Su tono era más que una orden. Era un decreto.
—Sí, papi.
Se acercó de nuevo, agarrando mi barbilla entre sus dedos firmes. Su mirada intensa atrapó la mía antes de inclinarse hacia mí. Sentí su aliento caliente a través del pasamontañas cuando rozó mis labios con los suyos en un beso que no llegaba a ser un beso.
Lo quería sentir. Sin barreras. Sin tela de por medio. Pero si él no tomaba la iniciativa, yo no tenía permitido hacerlo.
Se alejó, su mirada penetrante aún clavada en la mía antes de desaparecer por la puerta.
Me quedé ahí, en la cama desordenada, con el cuerpo todavía tembloroso. Intentando procesar. Intentando entender qué me había hecho este hombre.
Cuando finalmente me levanté, me vestí en silencio y acomodé la habitación. Al salir, noté el salón vacío. ¿Qué hora era? ¿Cuánto tiempo habíamos pasado ahí dentro?
Con el ceño fruncido, caminé hacia los dormitorios. Al entrar, Milú me miró con preocupación.
—¿Qué pasó? ¿Por qué te demoraste tanto?
—Estaba con el Capitán —respondí con naturalidad, quitándome el traje para meterme a la ducha.
El grito de Milú retumbó en la habitación.
—¿¡CON QUIÉN!?
—Baja la voz.
Pero ella no bajó la voz. Me siguió hasta el baño, cerró la puerta detrás de ella y se cruzó de brazos mientras yo dejaba que el agua caliente resbalara por mi piel.
—No puede ser.
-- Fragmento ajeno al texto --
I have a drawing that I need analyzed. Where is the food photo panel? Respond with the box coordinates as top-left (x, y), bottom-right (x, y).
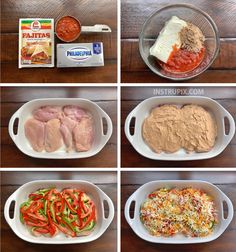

Él nunca había pedido a nadie. Es… tétrico. Cuéntame qué pasó.
—Me dijo que no podía dejar que nadie más me tocara.
—Pero eso no está permitido. —La voz de Liliana se unió desde la puerta.
—Lo sé. Yo se lo dije, y él solo respondió que no me dejara tocar, que él se encargaría de todo.
Me enjuagué rápidamente y al salir, envuelta en una toalla, encontré a Liliana mirándome boquiabierta.
—Deja el drama. —Rodé los ojos mientras sacaba ropa limpia—. Mañana esperaré a ver qué me dice el Jardinero.
Así le llamábamos al gerente cuando hablábamos a solas, porque él nos ponía nombres de flores o plantas.
Me acosté, pero cada vez que cerraba los ojos, su mirada volvía a mí.
Negra. Intensa. Dominante.
Y me pregunté, por primera vez en mucho tiempo, si esto era solo el principio… o el principio de mi fin.